Suvishesh Valsan, Senior Analyst – Research & REIS JLL India
The draft guidelines for trading in REITs in India have been introduced and allowed. For the very first time, there exists a tool to channel small savings into the Indian real estate sector. Not surprisingly, several owners of income-generating properties are now considering setting up REITs.
While commercial real estate projects have been popular assets to securitise worldwide, market dynamics in India currently suggest that the retail sector could be a beneficiary as well. Factors underpinning the potential success of REITs in retail include:
Low Vacancies In Superior Grade* Malls
Over the past few years, developers slowed down the supply of mall space in India because of rising vacancy rates following the economic slowdown. Prior to that, developers were churning out malls at a breakneck pace in response to a spurt in the organised retail business. Back then, few developers understood what the right ingredients for a successful mall are.
The overall vacancy rate today stands high at about 20% in retail malls across major Indian cities, while Superior Grade malls have vacancy rates averaging at only 10%. Given that international retailers will prefer to take up space in these malls, the shortage of quality space is evident and will be felt for some time.
Opportunity For Discounted Asset Purchases
For REITs to provide attractive yields, they have to purchase assets at a reasonable price, which then fetch attractive rents. This is particularly important for retail – an asset type that is perceived as riskier due to the lower predictability of income.
While upcoming Superior Grade malls will offer lucrative investment opportunities, some of the existing stock of lower-grade malls could be up for sale at a discount. For instance, of Mumbai’s 65 existing malls, only 20 are of a size suitable for securitisation in a REIT. Of these, five or six could be considered distressed assets.
These low-grade malls are underperforming due to poor design elements and the financial distress of their developers. Other factors such as location, catchment area and retailers’ interest are favourable in many cases. While REITs will not want to consider malls that are strata sold (another major cause of mall underperformance), malls that have everything other than design and finance going for them will be very attractive acquisitions.
Recent data made available by hiring firms (recruitments), automobile associations (car sales) and the central bank (home loan disbursals and reducing inflation) suggest that consumer sentiment has been on the rise in the past few months. This is good news for organised retail, and indicates a rise in consumer spending going forward.

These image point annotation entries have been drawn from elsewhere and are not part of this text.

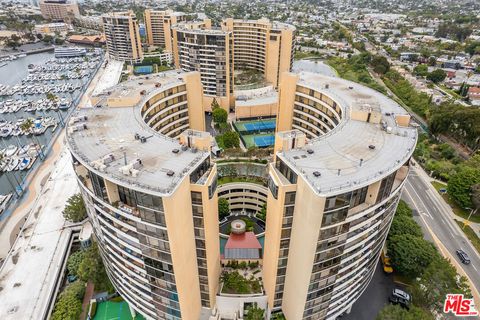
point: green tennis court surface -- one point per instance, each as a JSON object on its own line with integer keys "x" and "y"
{"x": 257, "y": 140}
{"x": 256, "y": 125}
{"x": 114, "y": 311}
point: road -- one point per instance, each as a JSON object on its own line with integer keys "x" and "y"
{"x": 374, "y": 298}
{"x": 11, "y": 226}
{"x": 436, "y": 217}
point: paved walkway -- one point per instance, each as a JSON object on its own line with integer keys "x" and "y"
{"x": 475, "y": 226}
{"x": 10, "y": 227}
{"x": 86, "y": 299}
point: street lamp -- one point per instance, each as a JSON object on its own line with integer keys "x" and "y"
{"x": 465, "y": 223}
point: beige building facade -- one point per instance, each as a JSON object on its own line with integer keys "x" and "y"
{"x": 59, "y": 10}
{"x": 158, "y": 25}
{"x": 262, "y": 45}
{"x": 142, "y": 157}
{"x": 198, "y": 47}
{"x": 123, "y": 36}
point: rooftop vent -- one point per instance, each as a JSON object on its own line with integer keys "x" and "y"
{"x": 131, "y": 169}
{"x": 108, "y": 158}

When compared to the management of commercial buildings (which share common facilities and have relatively stable tenancy profiles), the management of retail malls is complex. Apart from catering to various brand categories, mall management also involves planning the right tenant mix, space optimisation and zoning, and constant adaptation to consumers’ shopping behaviour.
It is fairly certain that REITs would employ better mall management professionals and practices than the mall’s developer. This will increase the probability of their success.

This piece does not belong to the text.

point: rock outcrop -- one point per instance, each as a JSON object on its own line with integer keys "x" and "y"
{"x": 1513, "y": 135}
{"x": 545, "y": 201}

Given the limited number of existing malls that fit the requirements, REITs that are quick to discern and capitalize on the opportunity will benefit. Those that latch on to the potential later will have to wait until new supply of suitable malls hits the market. Moreover, the rising consumer and retailer sentiment will lure REITs into seeking these low-hanging opportunities.
* Malls are classified as Superior Grade based on location, developer reputation, occupiers’ profile, business model, mall design and other qualitative features such as mall management, ambiance and experience at the mall.